Lab Exercise 16

Your Name: ..........
Today's Date: ..........
Section: 01 or 02

Antoni Gaudi

Many tourists are drawn to Barcelona to see Antoni Gaudi's incredible architecture.

Gaudi's non-conformity, already visible in his teenage years, coupled with his quiet but firm devotion to the church, made a unique foundation for his thoughts and ideas. His search for simplicity, based on his careful observations of nature are quite apparent in his work, from the Casa Mila and its ondulating balconies, to the Church of the Sacred Family and its organic, bulbous towers.

Barcelona celebrates the 150th anniversary of Gaudi's birth in 2002. There has never been a better time to visit this incredible city.

La Casa Mila

If you walk down Passeig de Gracia, in the heart of Barcelona, you pass by many an extraordinary building, from Domenec i Muntaner's Casa Lleo i Morera to Puig i Cadalfach's Casa Amatller. But there is perhaps nothing quite so striking as the huge but sinuous Casa Milà, designed by Barcelona's premier architect, Antoni Gaudi.

One of the things I love about Gaudi's work is that it was essentially useful. La Casa Mila is an apartment building and real people live there. (OK, rich people live there.) Originally built for Pere Mila and finished in 1912, apart from living quarters, it contains a parking garage, a beautiful interior courtyard, and an elegant rooftop terrace complete with sinks and clothes lines. A trip to the back balcony of the housewares store next door affords an intimate view, complete with hanging laundry, of the inner life of the Casa Mila.

Of course, the Casa Mila is not famous for its usefulness but for its mix of nature and architecture: its wrought-iron railings that resemble a tangle of branches and leaves, its ondulating balconies that remind one of the sea that ebbs and flows just a few blocks to the east, its towering smokestacks that resemble a collection of silent giants on the roof.

La Sagrada Familia

The complicatedly named and curiously unfinished masterpiece that is the Expiatory Temple of the Sacred Family is the most visited building in Barcelona. In it, Gaudi combines his vision of nature and architecture with his devotion to his faith. His focus on this project was so intense that he shunned all other projects, slept in an apartment at the work site surrounded by plans and drawings, and so completely ignored his dissheveled appearance that when, in 1926, he was struck by a streetcar in front of the church, he was mistaken for an indigent and brought to a hospital for the poor where he died soon thereafter.

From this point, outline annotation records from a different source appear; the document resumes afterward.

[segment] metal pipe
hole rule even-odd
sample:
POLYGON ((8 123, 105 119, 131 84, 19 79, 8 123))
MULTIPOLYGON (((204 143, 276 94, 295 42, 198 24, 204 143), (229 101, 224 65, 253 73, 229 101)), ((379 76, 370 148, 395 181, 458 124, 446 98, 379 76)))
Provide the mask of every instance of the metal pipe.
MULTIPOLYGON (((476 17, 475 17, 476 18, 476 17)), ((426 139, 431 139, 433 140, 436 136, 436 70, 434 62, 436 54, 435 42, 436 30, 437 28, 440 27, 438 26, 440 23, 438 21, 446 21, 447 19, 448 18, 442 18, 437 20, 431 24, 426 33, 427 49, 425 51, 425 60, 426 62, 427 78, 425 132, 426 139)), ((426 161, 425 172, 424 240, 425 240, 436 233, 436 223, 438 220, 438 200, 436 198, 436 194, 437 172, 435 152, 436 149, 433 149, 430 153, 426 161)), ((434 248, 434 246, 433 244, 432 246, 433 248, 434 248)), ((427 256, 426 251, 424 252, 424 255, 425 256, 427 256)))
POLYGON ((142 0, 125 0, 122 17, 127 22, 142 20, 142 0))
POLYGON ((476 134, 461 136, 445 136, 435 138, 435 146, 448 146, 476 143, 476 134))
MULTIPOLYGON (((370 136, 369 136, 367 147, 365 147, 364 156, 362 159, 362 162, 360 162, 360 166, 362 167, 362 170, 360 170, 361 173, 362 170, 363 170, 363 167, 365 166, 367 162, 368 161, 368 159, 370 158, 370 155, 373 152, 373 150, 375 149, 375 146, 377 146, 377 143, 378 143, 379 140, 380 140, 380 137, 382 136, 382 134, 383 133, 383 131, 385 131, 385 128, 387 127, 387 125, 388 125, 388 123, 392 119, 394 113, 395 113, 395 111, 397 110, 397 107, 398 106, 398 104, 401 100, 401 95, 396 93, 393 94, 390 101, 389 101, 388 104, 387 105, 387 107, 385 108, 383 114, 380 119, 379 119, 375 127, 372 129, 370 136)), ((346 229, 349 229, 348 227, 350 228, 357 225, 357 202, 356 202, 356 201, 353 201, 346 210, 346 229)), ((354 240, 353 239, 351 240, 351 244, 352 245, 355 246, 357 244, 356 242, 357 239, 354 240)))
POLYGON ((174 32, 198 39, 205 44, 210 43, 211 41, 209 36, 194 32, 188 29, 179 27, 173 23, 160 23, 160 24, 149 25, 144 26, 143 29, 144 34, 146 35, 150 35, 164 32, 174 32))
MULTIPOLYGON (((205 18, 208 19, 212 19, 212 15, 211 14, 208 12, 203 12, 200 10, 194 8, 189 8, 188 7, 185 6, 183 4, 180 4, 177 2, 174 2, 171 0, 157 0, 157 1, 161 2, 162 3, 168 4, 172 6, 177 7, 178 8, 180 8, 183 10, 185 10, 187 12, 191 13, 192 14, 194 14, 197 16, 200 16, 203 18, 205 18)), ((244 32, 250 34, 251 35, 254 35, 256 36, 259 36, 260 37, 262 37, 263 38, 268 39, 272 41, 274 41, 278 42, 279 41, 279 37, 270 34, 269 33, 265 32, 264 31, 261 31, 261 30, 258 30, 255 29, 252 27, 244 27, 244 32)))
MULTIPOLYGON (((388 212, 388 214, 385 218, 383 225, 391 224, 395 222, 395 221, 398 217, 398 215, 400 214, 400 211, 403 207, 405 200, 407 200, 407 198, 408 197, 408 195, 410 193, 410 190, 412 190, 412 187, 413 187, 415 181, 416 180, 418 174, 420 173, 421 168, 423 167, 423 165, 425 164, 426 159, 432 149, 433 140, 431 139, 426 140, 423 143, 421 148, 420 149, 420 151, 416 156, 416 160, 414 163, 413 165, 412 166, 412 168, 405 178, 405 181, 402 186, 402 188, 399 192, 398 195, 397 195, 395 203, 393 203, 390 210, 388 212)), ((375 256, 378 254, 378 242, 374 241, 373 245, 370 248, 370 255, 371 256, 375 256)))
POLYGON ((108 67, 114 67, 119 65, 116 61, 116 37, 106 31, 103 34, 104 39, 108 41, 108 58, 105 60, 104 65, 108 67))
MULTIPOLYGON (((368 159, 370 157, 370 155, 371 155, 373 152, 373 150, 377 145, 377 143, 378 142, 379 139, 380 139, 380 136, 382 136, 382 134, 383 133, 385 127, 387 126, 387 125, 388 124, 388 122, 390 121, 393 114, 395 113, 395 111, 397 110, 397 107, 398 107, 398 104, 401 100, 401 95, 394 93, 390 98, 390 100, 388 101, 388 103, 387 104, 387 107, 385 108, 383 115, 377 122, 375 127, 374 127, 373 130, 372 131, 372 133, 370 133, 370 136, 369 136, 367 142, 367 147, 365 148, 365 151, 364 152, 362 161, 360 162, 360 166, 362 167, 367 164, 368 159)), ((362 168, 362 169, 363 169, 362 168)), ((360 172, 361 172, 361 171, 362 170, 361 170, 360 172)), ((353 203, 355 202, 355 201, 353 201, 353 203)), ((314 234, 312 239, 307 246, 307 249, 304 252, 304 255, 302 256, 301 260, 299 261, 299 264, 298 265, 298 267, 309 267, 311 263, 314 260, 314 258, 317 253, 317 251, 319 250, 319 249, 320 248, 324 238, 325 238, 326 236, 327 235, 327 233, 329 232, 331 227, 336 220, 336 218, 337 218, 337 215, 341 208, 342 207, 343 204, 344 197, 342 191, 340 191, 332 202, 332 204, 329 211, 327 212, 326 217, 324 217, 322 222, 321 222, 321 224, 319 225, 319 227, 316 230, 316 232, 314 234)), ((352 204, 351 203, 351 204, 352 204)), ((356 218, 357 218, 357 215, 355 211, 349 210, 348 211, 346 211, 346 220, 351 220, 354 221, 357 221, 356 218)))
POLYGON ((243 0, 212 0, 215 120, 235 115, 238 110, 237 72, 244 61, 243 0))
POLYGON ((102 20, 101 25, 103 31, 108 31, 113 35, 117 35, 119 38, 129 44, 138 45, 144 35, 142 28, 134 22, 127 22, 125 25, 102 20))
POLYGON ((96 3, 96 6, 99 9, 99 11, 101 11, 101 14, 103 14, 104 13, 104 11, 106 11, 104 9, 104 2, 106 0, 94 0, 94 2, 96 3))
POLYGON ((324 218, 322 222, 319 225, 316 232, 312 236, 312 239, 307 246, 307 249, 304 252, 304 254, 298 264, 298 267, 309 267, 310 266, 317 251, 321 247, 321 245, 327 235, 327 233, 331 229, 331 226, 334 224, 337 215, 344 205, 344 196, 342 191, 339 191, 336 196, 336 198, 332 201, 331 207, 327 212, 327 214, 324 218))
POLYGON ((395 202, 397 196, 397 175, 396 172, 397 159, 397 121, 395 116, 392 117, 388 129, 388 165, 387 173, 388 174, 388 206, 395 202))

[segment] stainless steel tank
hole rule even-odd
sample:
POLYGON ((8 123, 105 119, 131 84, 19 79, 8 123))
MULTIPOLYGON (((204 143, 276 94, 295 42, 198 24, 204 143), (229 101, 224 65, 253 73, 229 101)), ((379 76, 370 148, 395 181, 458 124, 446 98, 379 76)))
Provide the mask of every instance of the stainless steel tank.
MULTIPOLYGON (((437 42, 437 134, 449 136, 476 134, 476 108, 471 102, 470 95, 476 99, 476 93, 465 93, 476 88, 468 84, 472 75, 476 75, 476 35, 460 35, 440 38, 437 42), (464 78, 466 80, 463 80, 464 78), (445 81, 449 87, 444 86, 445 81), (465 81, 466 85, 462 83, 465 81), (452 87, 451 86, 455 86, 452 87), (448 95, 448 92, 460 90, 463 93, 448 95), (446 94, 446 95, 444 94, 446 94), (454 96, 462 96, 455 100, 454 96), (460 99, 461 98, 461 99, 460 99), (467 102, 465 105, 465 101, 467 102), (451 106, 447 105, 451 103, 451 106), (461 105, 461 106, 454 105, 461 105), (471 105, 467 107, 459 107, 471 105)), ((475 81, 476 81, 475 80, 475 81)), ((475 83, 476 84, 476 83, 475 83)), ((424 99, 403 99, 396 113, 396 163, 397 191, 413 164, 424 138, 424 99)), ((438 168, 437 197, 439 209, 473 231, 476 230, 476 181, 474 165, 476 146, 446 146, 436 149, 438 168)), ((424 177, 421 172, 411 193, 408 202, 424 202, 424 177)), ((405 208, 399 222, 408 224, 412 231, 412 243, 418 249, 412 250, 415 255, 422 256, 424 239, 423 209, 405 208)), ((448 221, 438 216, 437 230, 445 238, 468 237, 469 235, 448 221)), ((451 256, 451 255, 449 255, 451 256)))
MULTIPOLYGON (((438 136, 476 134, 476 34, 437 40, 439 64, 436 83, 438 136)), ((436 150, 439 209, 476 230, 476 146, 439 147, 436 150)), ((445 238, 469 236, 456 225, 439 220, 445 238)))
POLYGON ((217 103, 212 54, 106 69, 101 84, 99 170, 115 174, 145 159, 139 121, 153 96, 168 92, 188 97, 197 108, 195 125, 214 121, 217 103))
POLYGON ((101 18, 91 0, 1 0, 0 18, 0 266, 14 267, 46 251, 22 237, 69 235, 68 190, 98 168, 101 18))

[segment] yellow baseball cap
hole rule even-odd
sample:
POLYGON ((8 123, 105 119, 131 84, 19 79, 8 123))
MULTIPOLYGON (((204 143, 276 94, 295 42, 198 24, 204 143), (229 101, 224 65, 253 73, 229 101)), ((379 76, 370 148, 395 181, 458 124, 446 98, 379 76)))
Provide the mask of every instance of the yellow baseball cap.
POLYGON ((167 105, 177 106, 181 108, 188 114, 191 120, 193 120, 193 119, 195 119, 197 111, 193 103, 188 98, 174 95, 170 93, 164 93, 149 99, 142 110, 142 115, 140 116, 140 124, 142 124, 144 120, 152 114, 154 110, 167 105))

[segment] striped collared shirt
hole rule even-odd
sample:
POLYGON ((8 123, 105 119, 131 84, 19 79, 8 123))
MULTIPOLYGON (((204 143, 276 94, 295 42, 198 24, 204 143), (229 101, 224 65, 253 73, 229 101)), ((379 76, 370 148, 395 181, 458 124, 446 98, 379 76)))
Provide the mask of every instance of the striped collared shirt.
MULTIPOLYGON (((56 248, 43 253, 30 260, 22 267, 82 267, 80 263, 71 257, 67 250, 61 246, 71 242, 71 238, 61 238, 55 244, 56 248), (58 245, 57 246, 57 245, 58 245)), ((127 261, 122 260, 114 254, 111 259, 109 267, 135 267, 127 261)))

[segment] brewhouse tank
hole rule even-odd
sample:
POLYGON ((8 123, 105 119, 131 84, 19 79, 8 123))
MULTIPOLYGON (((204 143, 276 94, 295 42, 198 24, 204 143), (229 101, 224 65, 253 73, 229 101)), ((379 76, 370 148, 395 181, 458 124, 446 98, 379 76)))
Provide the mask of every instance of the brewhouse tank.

The Sagrada Familia attracts even the non-religious to its doors in large part due to this tragic story and its still unfinished state, of which the everpresent scaffolding and cranes are permanent reminders. But there is something more. In the Sagrada Familia, Gaudi again brings nature and architecture together--the soaring spires look something like rising stalagmites in an underground cave--this time in reverance.